レバノンの内戦などを始めとする国家事情や宗教的な背景は正直疎かったのですが、それがなくても徐々に事件が大きくなっていく様子がリアリテイのある会話のやりとりで描かれていくのは見応えがあります。
ただ彼らの小さな争いには彼らの立場や背景などが影響しているので最低限の予習はした方が楽しめるはずです。
互いに個人として向き合わず「パレスチナ人」「レバノン人」だからという偏見でしか見てないんだと思います。ただそういう偏見で人を見てしまうのは我々にもある事なのかなと思ってしまいます。

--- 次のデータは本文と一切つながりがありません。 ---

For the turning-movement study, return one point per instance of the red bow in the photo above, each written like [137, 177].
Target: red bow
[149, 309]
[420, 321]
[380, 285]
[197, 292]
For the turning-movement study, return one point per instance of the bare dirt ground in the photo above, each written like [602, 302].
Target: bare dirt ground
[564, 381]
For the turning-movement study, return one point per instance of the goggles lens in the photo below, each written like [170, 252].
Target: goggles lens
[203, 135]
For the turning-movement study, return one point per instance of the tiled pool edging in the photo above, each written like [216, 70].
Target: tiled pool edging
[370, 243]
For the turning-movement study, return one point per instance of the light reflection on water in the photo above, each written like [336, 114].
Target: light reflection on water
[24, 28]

そんな中で好きなシーンは係争中にも関わらず、エンジンのかからなくなったヤーセルの車を直してあげるトニーが、人として向き合えば優しい所もあるんだと微笑ましく思えるとてもよいシーンでした。
憎しみがさらに憎しみを生む展開から町山さんのコメントで「レバノン版スリービルボード」と評してましたが、納得です。